II- Com o CPA o dever de decisão, ou pronúncia, passou a constituir um princípio geral da actuação da Administração, salvo se tiver sido praticado acto administrativo sobre o mesmo pedido formulado pelo mesmo interessado e com os mesmos fundamentos, há menos de dois anos (cfr. art. 9/1 e 2 do CPA).

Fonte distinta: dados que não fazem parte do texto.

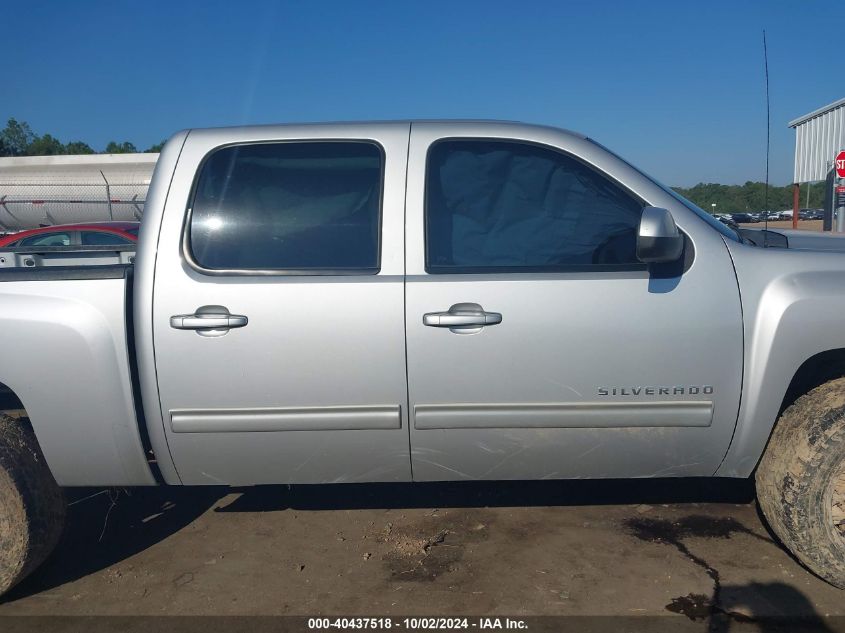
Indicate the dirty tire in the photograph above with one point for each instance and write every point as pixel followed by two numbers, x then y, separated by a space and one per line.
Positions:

III- A renovação do pedido, como no caso em apreço, por parte da recorrente, decorridos dois anos sobre a decisão expressa, impõe à Administração o dever legal de decidir.
IV- Neste caso, porém, a falta de decisão não confere à recorrente a faculdade de presumir o indeferimento tácito.
V- Com efeito, tal faculdade, prevista no art. 109 do
CPA, só funciona enquanto não houver decisão expressa.
VI- Mesmo quando a lei permite presumir o indeferimento tácito este nunca poderá ser meramente confirmativo de qualquer outro acto administrativo.
VII- Não se formando acto tácito é de rejeitar o recurso contencioso dele interposto, por falta de objecto.